We talked about “saints” and “sinners” last Sunday in our Faith Formation class, with the Junior High kids… about that very Lutheran/Reformation notion that we are – each of us – at the same time on any given day, both “saint” and “sinner.” (“Simul Justus et Peccator,” for those who remember the Latin or who had stricter Lutheran Confirmation teachers than me.) It means we’re both broken and redeemed. Both sinful and forgiven. Both lost and found. Both dead to our sin and promised new life again, in spite of it.

And as part of that discussion with the kids, I rattled off the names of some saints – the ones who’ve garnered some notoriety over the years, who have festival days named and claimed for them in the life of the Church, and whatnot – people like St. Francis of Assisi, Mother Teresa – or St. Joseph who some believe is great for real estate sales.

But the thing about Luther’s understanding about “saints” and “sinners” is the holy reminder that we all are … each of us is … a saint in the eyes and by the grace of God. And we are “saints” in the eyes of God, precisely because we were created in love and created for love and created by the love of our Creator.

Don Campbell was and is a saint, not because he served our country, or because he volunteered in the Church, or because he loved his wife well. Don was – and is – a saint because the love and grace and mercy of God created him as such and declared him to be so, in baptism. And Don lived a saintly life in response to the truth and promise of that Good News.

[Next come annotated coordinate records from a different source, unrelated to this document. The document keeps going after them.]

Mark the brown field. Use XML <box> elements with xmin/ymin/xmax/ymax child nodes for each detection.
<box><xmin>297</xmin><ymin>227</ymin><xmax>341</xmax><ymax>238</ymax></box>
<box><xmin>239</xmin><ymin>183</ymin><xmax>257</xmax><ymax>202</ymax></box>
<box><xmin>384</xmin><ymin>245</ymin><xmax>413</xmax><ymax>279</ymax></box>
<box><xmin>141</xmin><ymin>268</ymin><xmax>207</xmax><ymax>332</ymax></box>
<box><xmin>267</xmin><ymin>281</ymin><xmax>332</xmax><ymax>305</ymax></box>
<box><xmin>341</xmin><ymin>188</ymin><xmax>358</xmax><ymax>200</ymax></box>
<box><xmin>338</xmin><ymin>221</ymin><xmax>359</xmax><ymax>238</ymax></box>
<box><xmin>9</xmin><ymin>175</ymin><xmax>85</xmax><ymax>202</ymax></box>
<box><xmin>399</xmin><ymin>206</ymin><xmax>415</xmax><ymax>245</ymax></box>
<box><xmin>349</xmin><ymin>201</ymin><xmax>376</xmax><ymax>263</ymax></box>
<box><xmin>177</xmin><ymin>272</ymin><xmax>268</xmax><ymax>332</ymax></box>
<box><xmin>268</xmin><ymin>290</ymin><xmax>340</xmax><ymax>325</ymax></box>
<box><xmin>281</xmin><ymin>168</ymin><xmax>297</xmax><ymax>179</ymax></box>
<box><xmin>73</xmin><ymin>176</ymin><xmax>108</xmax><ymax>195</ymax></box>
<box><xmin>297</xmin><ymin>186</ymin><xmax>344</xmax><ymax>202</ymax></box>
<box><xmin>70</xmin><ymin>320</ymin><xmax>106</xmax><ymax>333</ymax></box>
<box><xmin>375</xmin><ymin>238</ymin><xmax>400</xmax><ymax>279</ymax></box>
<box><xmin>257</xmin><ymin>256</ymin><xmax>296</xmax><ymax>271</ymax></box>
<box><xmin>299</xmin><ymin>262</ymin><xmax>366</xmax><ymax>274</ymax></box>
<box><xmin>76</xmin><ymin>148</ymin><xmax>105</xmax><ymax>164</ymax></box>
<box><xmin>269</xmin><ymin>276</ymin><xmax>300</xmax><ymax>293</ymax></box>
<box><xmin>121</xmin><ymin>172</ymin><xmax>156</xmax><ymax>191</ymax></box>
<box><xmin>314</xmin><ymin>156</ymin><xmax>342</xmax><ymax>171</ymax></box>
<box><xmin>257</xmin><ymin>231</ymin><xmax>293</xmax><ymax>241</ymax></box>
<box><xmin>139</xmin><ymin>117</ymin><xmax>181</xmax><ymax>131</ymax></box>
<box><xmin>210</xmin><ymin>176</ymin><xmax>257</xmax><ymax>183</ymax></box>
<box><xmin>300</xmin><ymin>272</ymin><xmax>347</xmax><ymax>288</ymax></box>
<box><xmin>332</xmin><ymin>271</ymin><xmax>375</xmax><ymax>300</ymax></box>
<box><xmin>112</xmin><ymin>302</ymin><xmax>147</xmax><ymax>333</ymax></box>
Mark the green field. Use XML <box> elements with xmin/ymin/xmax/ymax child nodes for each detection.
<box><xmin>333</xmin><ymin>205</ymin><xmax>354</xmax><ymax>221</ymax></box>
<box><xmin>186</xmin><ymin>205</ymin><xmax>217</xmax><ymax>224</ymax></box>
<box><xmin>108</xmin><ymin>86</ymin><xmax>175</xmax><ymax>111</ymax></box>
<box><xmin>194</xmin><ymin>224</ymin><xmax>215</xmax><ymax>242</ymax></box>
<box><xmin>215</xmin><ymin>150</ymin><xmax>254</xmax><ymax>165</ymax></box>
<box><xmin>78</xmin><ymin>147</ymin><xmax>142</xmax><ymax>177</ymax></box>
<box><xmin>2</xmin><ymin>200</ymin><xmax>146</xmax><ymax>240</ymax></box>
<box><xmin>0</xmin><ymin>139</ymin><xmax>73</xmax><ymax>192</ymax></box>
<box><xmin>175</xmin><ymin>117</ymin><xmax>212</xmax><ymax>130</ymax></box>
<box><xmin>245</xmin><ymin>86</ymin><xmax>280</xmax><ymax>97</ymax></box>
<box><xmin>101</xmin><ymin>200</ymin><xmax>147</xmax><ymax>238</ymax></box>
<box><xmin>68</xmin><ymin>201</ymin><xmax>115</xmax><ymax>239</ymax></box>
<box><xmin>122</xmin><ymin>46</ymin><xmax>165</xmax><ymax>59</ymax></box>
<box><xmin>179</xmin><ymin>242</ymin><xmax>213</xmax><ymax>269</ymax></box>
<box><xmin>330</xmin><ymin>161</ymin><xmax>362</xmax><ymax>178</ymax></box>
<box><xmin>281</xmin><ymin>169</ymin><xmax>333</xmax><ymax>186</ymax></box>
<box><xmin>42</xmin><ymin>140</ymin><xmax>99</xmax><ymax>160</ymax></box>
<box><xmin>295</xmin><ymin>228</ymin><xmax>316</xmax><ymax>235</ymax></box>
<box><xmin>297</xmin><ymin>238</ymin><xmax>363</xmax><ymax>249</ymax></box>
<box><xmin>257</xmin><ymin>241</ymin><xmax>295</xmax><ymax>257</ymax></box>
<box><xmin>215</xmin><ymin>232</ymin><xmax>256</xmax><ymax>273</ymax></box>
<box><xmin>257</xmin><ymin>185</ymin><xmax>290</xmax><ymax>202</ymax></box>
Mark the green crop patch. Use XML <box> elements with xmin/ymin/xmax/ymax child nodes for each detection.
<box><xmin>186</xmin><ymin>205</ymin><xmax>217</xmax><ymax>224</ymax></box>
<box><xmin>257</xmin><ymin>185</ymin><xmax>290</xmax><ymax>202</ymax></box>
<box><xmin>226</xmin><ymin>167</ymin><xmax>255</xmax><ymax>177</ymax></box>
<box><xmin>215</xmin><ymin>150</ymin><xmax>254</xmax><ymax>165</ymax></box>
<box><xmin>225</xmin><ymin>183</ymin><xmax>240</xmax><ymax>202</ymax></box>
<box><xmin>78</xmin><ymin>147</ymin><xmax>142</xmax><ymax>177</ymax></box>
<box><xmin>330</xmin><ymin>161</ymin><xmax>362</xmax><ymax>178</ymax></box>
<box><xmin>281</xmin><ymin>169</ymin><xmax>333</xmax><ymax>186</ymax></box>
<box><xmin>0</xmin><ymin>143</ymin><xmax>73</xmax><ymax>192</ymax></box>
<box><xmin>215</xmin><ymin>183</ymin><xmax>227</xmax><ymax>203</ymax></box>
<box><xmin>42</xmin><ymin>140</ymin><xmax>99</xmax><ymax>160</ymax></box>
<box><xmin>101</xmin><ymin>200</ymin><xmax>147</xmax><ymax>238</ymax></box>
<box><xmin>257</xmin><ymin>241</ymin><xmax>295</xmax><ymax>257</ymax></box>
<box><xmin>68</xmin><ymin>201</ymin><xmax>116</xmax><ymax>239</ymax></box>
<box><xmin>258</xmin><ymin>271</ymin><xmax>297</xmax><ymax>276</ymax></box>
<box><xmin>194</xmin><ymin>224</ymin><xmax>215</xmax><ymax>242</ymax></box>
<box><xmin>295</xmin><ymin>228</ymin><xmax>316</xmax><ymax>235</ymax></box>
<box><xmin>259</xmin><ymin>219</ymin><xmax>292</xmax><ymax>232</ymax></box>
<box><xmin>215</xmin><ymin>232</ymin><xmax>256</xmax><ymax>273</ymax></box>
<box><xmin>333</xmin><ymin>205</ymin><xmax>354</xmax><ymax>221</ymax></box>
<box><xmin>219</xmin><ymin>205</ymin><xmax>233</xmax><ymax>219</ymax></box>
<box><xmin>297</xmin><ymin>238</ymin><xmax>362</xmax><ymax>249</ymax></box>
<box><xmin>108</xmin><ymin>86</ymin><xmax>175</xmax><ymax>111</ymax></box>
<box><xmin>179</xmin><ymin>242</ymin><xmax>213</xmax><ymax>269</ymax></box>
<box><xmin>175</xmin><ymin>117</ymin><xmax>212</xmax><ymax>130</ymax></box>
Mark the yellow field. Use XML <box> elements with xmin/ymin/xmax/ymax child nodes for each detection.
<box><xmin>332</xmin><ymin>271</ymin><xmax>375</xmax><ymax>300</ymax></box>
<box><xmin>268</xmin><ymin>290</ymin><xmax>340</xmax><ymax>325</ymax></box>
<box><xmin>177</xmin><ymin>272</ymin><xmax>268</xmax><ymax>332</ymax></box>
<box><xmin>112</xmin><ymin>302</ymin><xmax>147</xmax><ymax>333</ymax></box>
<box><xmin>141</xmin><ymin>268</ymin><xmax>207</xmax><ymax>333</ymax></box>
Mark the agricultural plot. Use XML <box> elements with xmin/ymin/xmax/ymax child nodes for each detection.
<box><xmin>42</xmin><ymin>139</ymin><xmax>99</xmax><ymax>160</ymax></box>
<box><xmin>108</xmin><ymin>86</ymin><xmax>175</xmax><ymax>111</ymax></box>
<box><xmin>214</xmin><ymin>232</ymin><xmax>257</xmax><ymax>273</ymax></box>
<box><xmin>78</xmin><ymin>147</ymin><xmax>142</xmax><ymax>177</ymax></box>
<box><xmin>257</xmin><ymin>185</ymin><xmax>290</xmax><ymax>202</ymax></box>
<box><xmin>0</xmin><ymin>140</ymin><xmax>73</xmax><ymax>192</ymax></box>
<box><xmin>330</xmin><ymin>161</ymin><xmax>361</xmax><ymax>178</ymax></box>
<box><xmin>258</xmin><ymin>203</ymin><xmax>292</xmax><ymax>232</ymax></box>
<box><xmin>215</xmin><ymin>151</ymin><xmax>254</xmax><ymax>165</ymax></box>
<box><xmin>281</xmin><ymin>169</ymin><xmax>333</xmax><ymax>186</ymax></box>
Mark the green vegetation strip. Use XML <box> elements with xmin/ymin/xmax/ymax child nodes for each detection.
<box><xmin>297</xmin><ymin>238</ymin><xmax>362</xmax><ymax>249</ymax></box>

Likewise, we are, each of us, “saints,” not because we gathered for worship this morning, or because we did a good deed yesterday, or because we voted this way or that, gave this much money to so many churches or charities, or whatever. We are – and will be – saints, you and I, in the eyes of God because God wants it to be so. And we are called to live our lives in righteous, faithful, saintly ways on this side of the grave, until we realize the fullness of God’s promised grace on the other side of heaven – whatever and wherever and however that comes to pass, I don’t pretend to know the details of that.

When I think about Don Campbell, and my friend Peggy, and every one of those “saints” whose names we spoke just moments ago… (take a minute to be mindful, again, of the saints who have blessed your own life and times) …those faces as you remember them… those lives for which we are grateful.

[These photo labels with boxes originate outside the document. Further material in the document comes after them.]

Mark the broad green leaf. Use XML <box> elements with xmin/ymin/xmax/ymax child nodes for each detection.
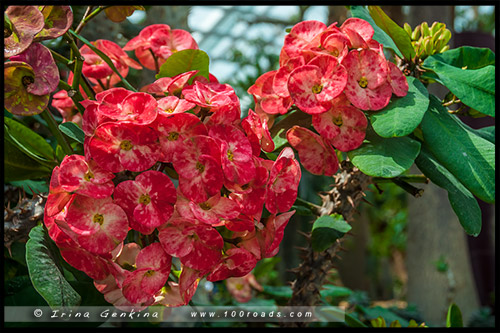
<box><xmin>59</xmin><ymin>121</ymin><xmax>85</xmax><ymax>144</ymax></box>
<box><xmin>368</xmin><ymin>6</ymin><xmax>415</xmax><ymax>60</ymax></box>
<box><xmin>351</xmin><ymin>6</ymin><xmax>403</xmax><ymax>58</ymax></box>
<box><xmin>415</xmin><ymin>145</ymin><xmax>482</xmax><ymax>236</ymax></box>
<box><xmin>370</xmin><ymin>76</ymin><xmax>429</xmax><ymax>138</ymax></box>
<box><xmin>347</xmin><ymin>132</ymin><xmax>420</xmax><ymax>178</ymax></box>
<box><xmin>439</xmin><ymin>46</ymin><xmax>495</xmax><ymax>69</ymax></box>
<box><xmin>4</xmin><ymin>117</ymin><xmax>55</xmax><ymax>165</ymax></box>
<box><xmin>422</xmin><ymin>48</ymin><xmax>495</xmax><ymax>117</ymax></box>
<box><xmin>421</xmin><ymin>96</ymin><xmax>495</xmax><ymax>203</ymax></box>
<box><xmin>26</xmin><ymin>225</ymin><xmax>81</xmax><ymax>308</ymax></box>
<box><xmin>472</xmin><ymin>126</ymin><xmax>495</xmax><ymax>144</ymax></box>
<box><xmin>311</xmin><ymin>214</ymin><xmax>351</xmax><ymax>252</ymax></box>
<box><xmin>446</xmin><ymin>303</ymin><xmax>464</xmax><ymax>327</ymax></box>
<box><xmin>3</xmin><ymin>140</ymin><xmax>52</xmax><ymax>182</ymax></box>
<box><xmin>156</xmin><ymin>49</ymin><xmax>210</xmax><ymax>79</ymax></box>
<box><xmin>356</xmin><ymin>305</ymin><xmax>409</xmax><ymax>327</ymax></box>
<box><xmin>10</xmin><ymin>179</ymin><xmax>49</xmax><ymax>195</ymax></box>
<box><xmin>345</xmin><ymin>313</ymin><xmax>368</xmax><ymax>327</ymax></box>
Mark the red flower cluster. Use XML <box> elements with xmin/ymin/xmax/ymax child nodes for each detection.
<box><xmin>45</xmin><ymin>28</ymin><xmax>301</xmax><ymax>308</ymax></box>
<box><xmin>248</xmin><ymin>18</ymin><xmax>408</xmax><ymax>176</ymax></box>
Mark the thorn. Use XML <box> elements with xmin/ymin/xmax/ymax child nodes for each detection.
<box><xmin>361</xmin><ymin>198</ymin><xmax>375</xmax><ymax>207</ymax></box>
<box><xmin>294</xmin><ymin>246</ymin><xmax>309</xmax><ymax>252</ymax></box>
<box><xmin>297</xmin><ymin>230</ymin><xmax>311</xmax><ymax>239</ymax></box>
<box><xmin>347</xmin><ymin>195</ymin><xmax>356</xmax><ymax>208</ymax></box>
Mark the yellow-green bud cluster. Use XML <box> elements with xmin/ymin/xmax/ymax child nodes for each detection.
<box><xmin>404</xmin><ymin>22</ymin><xmax>451</xmax><ymax>59</ymax></box>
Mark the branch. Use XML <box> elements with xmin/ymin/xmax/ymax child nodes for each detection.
<box><xmin>281</xmin><ymin>161</ymin><xmax>372</xmax><ymax>327</ymax></box>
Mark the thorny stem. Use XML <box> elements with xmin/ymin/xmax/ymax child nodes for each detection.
<box><xmin>372</xmin><ymin>175</ymin><xmax>429</xmax><ymax>184</ymax></box>
<box><xmin>280</xmin><ymin>161</ymin><xmax>372</xmax><ymax>327</ymax></box>
<box><xmin>58</xmin><ymin>80</ymin><xmax>85</xmax><ymax>114</ymax></box>
<box><xmin>149</xmin><ymin>49</ymin><xmax>160</xmax><ymax>74</ymax></box>
<box><xmin>75</xmin><ymin>6</ymin><xmax>108</xmax><ymax>34</ymax></box>
<box><xmin>40</xmin><ymin>109</ymin><xmax>73</xmax><ymax>155</ymax></box>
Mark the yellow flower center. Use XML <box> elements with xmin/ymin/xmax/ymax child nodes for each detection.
<box><xmin>196</xmin><ymin>162</ymin><xmax>205</xmax><ymax>172</ymax></box>
<box><xmin>83</xmin><ymin>170</ymin><xmax>94</xmax><ymax>181</ymax></box>
<box><xmin>120</xmin><ymin>140</ymin><xmax>133</xmax><ymax>150</ymax></box>
<box><xmin>167</xmin><ymin>132</ymin><xmax>179</xmax><ymax>141</ymax></box>
<box><xmin>332</xmin><ymin>117</ymin><xmax>343</xmax><ymax>126</ymax></box>
<box><xmin>200</xmin><ymin>202</ymin><xmax>212</xmax><ymax>210</ymax></box>
<box><xmin>358</xmin><ymin>76</ymin><xmax>368</xmax><ymax>88</ymax></box>
<box><xmin>92</xmin><ymin>214</ymin><xmax>104</xmax><ymax>225</ymax></box>
<box><xmin>139</xmin><ymin>194</ymin><xmax>151</xmax><ymax>205</ymax></box>
<box><xmin>312</xmin><ymin>84</ymin><xmax>323</xmax><ymax>94</ymax></box>
<box><xmin>144</xmin><ymin>269</ymin><xmax>156</xmax><ymax>277</ymax></box>
<box><xmin>21</xmin><ymin>75</ymin><xmax>35</xmax><ymax>88</ymax></box>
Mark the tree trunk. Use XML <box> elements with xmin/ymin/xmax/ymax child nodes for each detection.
<box><xmin>406</xmin><ymin>6</ymin><xmax>479</xmax><ymax>326</ymax></box>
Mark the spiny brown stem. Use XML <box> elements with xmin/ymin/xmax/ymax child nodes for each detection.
<box><xmin>281</xmin><ymin>161</ymin><xmax>372</xmax><ymax>327</ymax></box>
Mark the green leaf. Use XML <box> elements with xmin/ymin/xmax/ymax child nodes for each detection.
<box><xmin>320</xmin><ymin>284</ymin><xmax>352</xmax><ymax>298</ymax></box>
<box><xmin>347</xmin><ymin>132</ymin><xmax>420</xmax><ymax>178</ymax></box>
<box><xmin>415</xmin><ymin>145</ymin><xmax>482</xmax><ymax>236</ymax></box>
<box><xmin>10</xmin><ymin>179</ymin><xmax>49</xmax><ymax>195</ymax></box>
<box><xmin>26</xmin><ymin>225</ymin><xmax>81</xmax><ymax>308</ymax></box>
<box><xmin>3</xmin><ymin>140</ymin><xmax>52</xmax><ymax>182</ymax></box>
<box><xmin>311</xmin><ymin>214</ymin><xmax>352</xmax><ymax>252</ymax></box>
<box><xmin>68</xmin><ymin>29</ymin><xmax>137</xmax><ymax>92</ymax></box>
<box><xmin>356</xmin><ymin>305</ymin><xmax>409</xmax><ymax>327</ymax></box>
<box><xmin>446</xmin><ymin>303</ymin><xmax>464</xmax><ymax>327</ymax></box>
<box><xmin>351</xmin><ymin>6</ymin><xmax>403</xmax><ymax>58</ymax></box>
<box><xmin>156</xmin><ymin>49</ymin><xmax>210</xmax><ymax>80</ymax></box>
<box><xmin>59</xmin><ymin>121</ymin><xmax>85</xmax><ymax>144</ymax></box>
<box><xmin>422</xmin><ymin>48</ymin><xmax>495</xmax><ymax>117</ymax></box>
<box><xmin>368</xmin><ymin>6</ymin><xmax>415</xmax><ymax>60</ymax></box>
<box><xmin>262</xmin><ymin>286</ymin><xmax>293</xmax><ymax>298</ymax></box>
<box><xmin>421</xmin><ymin>96</ymin><xmax>495</xmax><ymax>203</ymax></box>
<box><xmin>370</xmin><ymin>76</ymin><xmax>429</xmax><ymax>138</ymax></box>
<box><xmin>345</xmin><ymin>313</ymin><xmax>368</xmax><ymax>327</ymax></box>
<box><xmin>430</xmin><ymin>46</ymin><xmax>495</xmax><ymax>69</ymax></box>
<box><xmin>471</xmin><ymin>126</ymin><xmax>495</xmax><ymax>144</ymax></box>
<box><xmin>4</xmin><ymin>117</ymin><xmax>55</xmax><ymax>165</ymax></box>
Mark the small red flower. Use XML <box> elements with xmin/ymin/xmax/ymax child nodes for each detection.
<box><xmin>286</xmin><ymin>125</ymin><xmax>339</xmax><ymax>176</ymax></box>
<box><xmin>312</xmin><ymin>105</ymin><xmax>368</xmax><ymax>151</ymax></box>
<box><xmin>58</xmin><ymin>155</ymin><xmax>115</xmax><ymax>199</ymax></box>
<box><xmin>265</xmin><ymin>147</ymin><xmax>301</xmax><ymax>214</ymax></box>
<box><xmin>98</xmin><ymin>88</ymin><xmax>158</xmax><ymax>125</ymax></box>
<box><xmin>247</xmin><ymin>70</ymin><xmax>292</xmax><ymax>114</ymax></box>
<box><xmin>176</xmin><ymin>193</ymin><xmax>240</xmax><ymax>225</ymax></box>
<box><xmin>66</xmin><ymin>194</ymin><xmax>128</xmax><ymax>254</ymax></box>
<box><xmin>173</xmin><ymin>135</ymin><xmax>224</xmax><ymax>202</ymax></box>
<box><xmin>158</xmin><ymin>218</ymin><xmax>224</xmax><ymax>271</ymax></box>
<box><xmin>207</xmin><ymin>248</ymin><xmax>257</xmax><ymax>282</ymax></box>
<box><xmin>114</xmin><ymin>170</ymin><xmax>176</xmax><ymax>235</ymax></box>
<box><xmin>122</xmin><ymin>243</ymin><xmax>172</xmax><ymax>304</ymax></box>
<box><xmin>241</xmin><ymin>109</ymin><xmax>274</xmax><ymax>156</ymax></box>
<box><xmin>208</xmin><ymin>125</ymin><xmax>255</xmax><ymax>184</ymax></box>
<box><xmin>89</xmin><ymin>123</ymin><xmax>160</xmax><ymax>173</ymax></box>
<box><xmin>152</xmin><ymin>112</ymin><xmax>207</xmax><ymax>163</ymax></box>
<box><xmin>288</xmin><ymin>54</ymin><xmax>347</xmax><ymax>114</ymax></box>
<box><xmin>342</xmin><ymin>49</ymin><xmax>392</xmax><ymax>110</ymax></box>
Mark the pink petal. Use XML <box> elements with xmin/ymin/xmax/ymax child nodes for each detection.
<box><xmin>286</xmin><ymin>126</ymin><xmax>339</xmax><ymax>176</ymax></box>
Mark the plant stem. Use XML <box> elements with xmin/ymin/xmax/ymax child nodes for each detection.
<box><xmin>372</xmin><ymin>175</ymin><xmax>429</xmax><ymax>184</ymax></box>
<box><xmin>75</xmin><ymin>6</ymin><xmax>107</xmax><ymax>34</ymax></box>
<box><xmin>40</xmin><ymin>109</ymin><xmax>73</xmax><ymax>155</ymax></box>
<box><xmin>59</xmin><ymin>80</ymin><xmax>85</xmax><ymax>114</ymax></box>
<box><xmin>295</xmin><ymin>197</ymin><xmax>321</xmax><ymax>214</ymax></box>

And give thanks for their memory, for the blessings they shared with this world, for the source of the love they were and are, and for the way that love surrounds us, still, and calls us to live with joy and hope, with purpose and peace, in their honor, for their sake, and in the name of Jesus, who does for us what he did for Martha and the crowd outside of Lazarus’ tomb: he calls us to believe in this kind of surprising, unmitigated, amazing grace. And he promises that we will see the glory of God – on this side of heaven and the next – when we do.